03:04E, você comentou uma coisa importante, que, primeiro, que o petróleo é a matéria-prima mais inflacionária do mundo.
03:12Então, ele está no arroz, ele está na banana, ele está no alface, ele está em tudo, porque essas coisas
03:19dependem de transporte.
03:20Então, aí, a primeira preocupação.
03:22A segunda preocupação é que o Estreito de Hormuz é também por onde passa uma grande parcela da produção de
03:30fertilizantes que o Brasil importa.
03:33Não só o Brasil, mas também o Brasil.
03:36Então, esse é mais um potencial inflacionário.
03:40E é daí que vem essa insegurança de quais as consequências que vão ser geradas para a economia brasileira em
03:49razão do conflito,
03:50mesmo que ele chegue a uma resolução agora.
03:54Porque, ainda assim, já foram cinco semanas de aumento do petróleo e interrupção de fornecimento.
04:01É, em contrapartida, também, a gente não vê investimentos na infraestrutura para melhorar, por exemplo, as linhas férreas ou criar
04:10um outro modal.
04:11Então, realmente, a gente precisa se preparar para esses momentos que, infelizmente, não acontecem em relação à infraestrutura,
04:18já que o Brasil investe muito pouco em relação a isso ainda.

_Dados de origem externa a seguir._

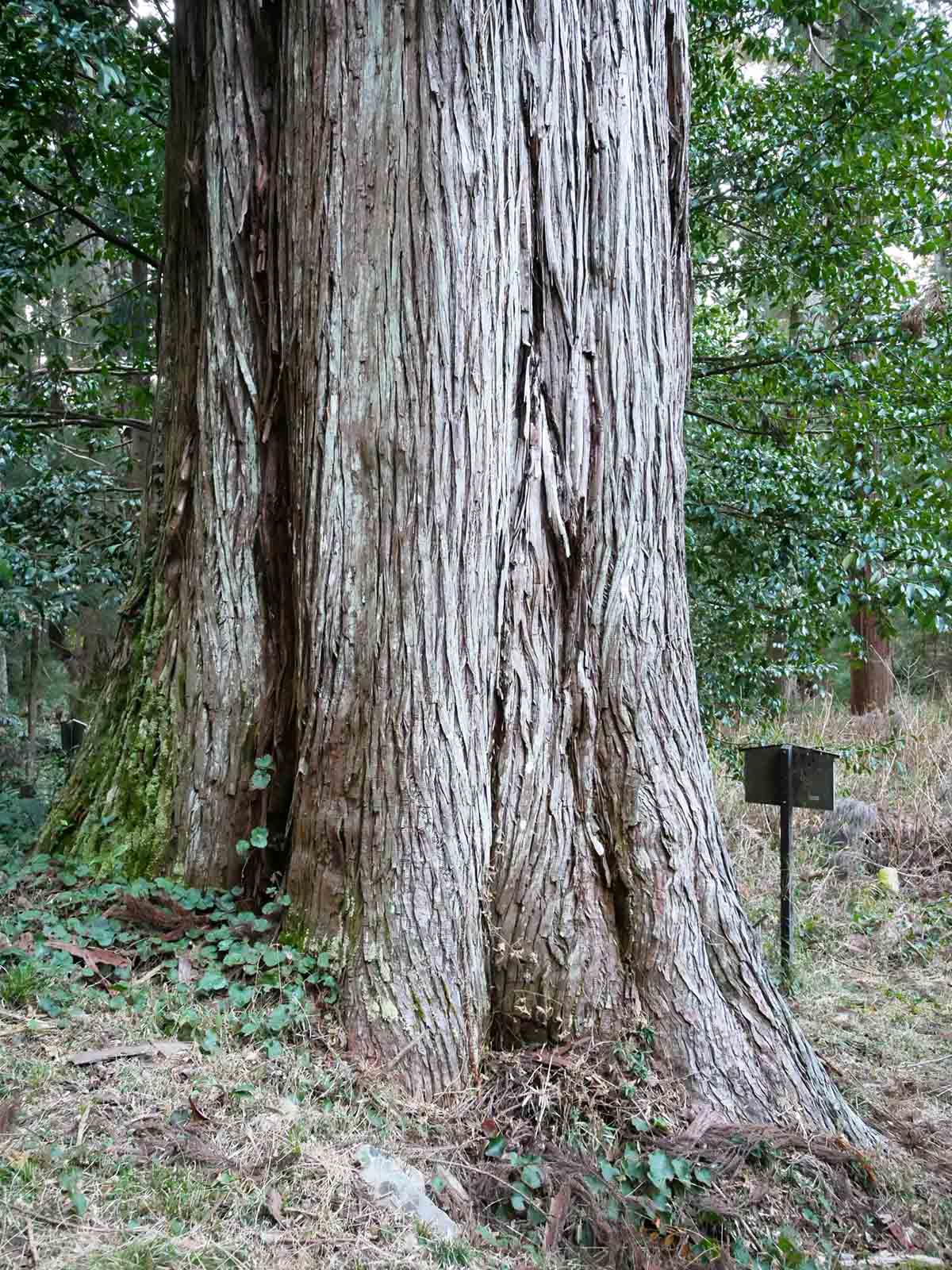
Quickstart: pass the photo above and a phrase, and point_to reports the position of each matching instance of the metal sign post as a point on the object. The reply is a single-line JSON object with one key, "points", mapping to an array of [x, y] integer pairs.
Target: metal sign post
{"points": [[789, 776], [786, 765]]}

04:22Mas as projeções, pelo que você tem indicado, então, apesar de haver uma possibilidade de consenso do cessar-fogo,
04:29a gente vai ver reflexos ainda adiante que serão sentidos, principalmente no agronegócio, na agropecuária,
04:35que é um dos principais setores que elevou o PIB, conforme saiu o levantamento recente.
04:42Sem dúvida, David.
04:44Eu diria o seguinte, se esse conflito, como foi, por exemplo, faixa de Gaza, não envolvesse o estreito, ou seja,
04:50o petróleo,
04:52por mais triste que fosse, o mundo seguiria, em última análise, ignorando se um determinado país está sendo bombardeado ou
05:01não.
05:02Dado ao fato de que o Irã controla o estreito e o estreito gera esse impacto no petróleo,
05:09daí que a gente vê essa apreensão.
05:12E aí você me questiona o seguinte, qual vai ser o tamanho disso, do reflexo?
05:20A gente tem que fazer a seguinte análise, até então, o petróleo está alto por cinco semanas,
05:29porque o que vai determinar o tamanho do reflexo é quanto o petróleo vai subir e por quanto tempo ele
05:35vai ficar alto.
05:36Então, ele não chegou a explodir de preço, por exemplo, como nos anos 70, que ele subiu 2.000%,
05:43mas ele subiu significativamente e são cinco semanas já de aumento.
05:50O reflexo disso vai ser sentido justamente nos próximos quatro, cinco meses,
05:57porque inúmeras matérias-primas que precisam ser produzidas, fabricadas através do petróleo,
06:04por esse tempo, permaneceram consumindo essa matéria-prima por um preço mais alto.
06:09E isso vai gerar uma escada, uma cadeia produtiva que vai chegar no mercado e que vai chegar no bolso
06:15das famílias.
06:17Seja no transporte, seja através, por exemplo, dos fertilizantes,
06:22que o Brasil tem uma enorme dependência porque nós somos um país,
06:27majoritariamente, produtor de commodities e de alimentos.
06:31Então, os fertilizantes vão gerar um impacto.
06:36Não existe ainda um consenso de qual vai ser esse impacto,
06:40porque o fertilizante, pelo menos diferente do petróleo,
06:45uma vez o estreito aberto, o fornecimento imediato,
06:50ou quando se reestabeleceu o fornecimento de fertilizante,
06:56os preços se corrigem imediatamente e não causam um efeito, não vai reverberar.
07:03Falar em, até então, alguns analistas aqui, americanos,
07:08falam em 0,1 aumento de inflação a cada 15 dias que esse conflito se estenda.
07:16Nós conversamos com o Bruno Corano, CEO da Corano Capital,
07:20piloto de moto também, que eu me lembro muito bem,
07:22a que eu agradeço demais a presença aqui no Jornal da Manhã.